A male client with diabetes mellitus takes Novolin 70/30 insulin before meals and azithromycin (Zithromax) PO daily, using medication he brought from home. When the nurse delivers his breakfast tray, the client tells the nurse that he took his insulin but forgot to take his daily dose of the Zithromax an hour before breakfast as instructed. What action should the nurse implement?
- A. Offer to obtain a new breakfast tray in an hour so the client can take the Zithromax
- B. Instruct the client to eat his breakfast and take the Zithromax two hours after eating
- C. Tell the client to skip that day's dose and resume taking the Zithromax the next day
- D. Provide a PRN dose of an antacid to take with the Zithromax right after breakfast
Correct Answer: B
Rationale: The correct answer is B: Instruct the client to eat his breakfast and take the Zithromax two hours after eating.
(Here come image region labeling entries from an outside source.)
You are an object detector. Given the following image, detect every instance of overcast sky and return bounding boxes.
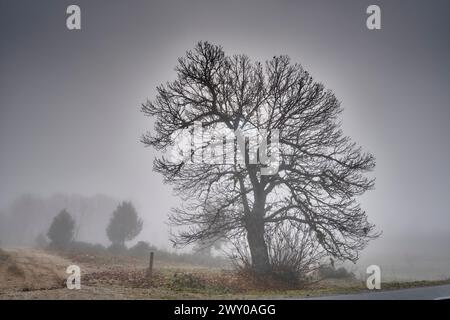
[0,0,450,272]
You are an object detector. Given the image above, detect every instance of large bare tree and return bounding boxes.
[142,42,378,272]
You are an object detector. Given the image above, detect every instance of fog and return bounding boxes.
[0,0,450,279]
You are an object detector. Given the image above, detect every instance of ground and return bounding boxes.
[0,248,450,299]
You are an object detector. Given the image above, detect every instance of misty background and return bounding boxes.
[0,0,450,279]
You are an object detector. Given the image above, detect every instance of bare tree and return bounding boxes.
[142,42,378,272]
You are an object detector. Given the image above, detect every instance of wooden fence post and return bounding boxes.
[147,251,154,279]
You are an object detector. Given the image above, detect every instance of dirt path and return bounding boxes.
[0,248,133,299]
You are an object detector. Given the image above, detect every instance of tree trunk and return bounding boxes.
[246,215,270,273]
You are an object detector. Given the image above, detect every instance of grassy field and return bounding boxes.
[0,248,450,299]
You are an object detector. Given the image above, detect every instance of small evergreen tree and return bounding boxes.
[47,209,75,248]
[106,201,142,247]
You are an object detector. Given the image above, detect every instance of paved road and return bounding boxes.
[311,284,450,300]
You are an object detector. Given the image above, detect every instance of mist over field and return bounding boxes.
[0,0,450,292]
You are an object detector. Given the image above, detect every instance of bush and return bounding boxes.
[128,241,157,258]
[318,265,355,279]
[70,241,106,254]
[108,243,128,256]
[34,233,49,249]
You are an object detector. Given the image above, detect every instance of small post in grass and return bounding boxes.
[147,251,154,279]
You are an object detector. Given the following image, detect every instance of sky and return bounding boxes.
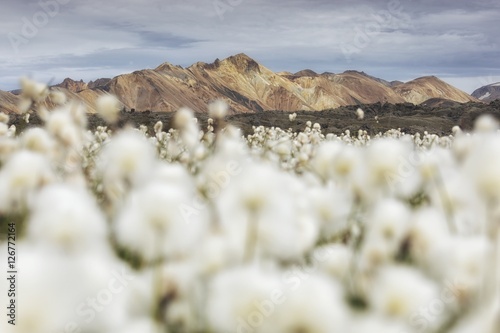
[0,0,500,93]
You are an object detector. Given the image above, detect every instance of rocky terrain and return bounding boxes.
[472,82,500,103]
[10,100,500,135]
[0,54,479,114]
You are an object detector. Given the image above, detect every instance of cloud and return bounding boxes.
[0,0,500,92]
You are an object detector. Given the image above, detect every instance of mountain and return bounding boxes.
[0,53,477,113]
[394,76,476,104]
[0,90,19,114]
[472,82,500,103]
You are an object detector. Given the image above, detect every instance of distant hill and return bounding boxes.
[0,53,477,113]
[472,82,500,103]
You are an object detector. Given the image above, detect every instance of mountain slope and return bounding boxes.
[472,82,500,103]
[0,53,477,113]
[393,76,477,104]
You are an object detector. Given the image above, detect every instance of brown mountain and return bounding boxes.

This is the correct action because azithromycin is best absorbed when taken on an empty stomach, but if the client has already eaten, it is recommended to wait at least 2 hours after a meal before taking it. This ensures optimal absorption and effectiveness of the medication.
Choice A is incorrect because it does not address the timing issue of taking azithromycin on an empty stomach. Choice C is incorrect as skipping a dose of an antibiotic can lead to treatment failure. Choice D is incorrect as antacids can interfere with the absorption of azithromycin and should not be taken together.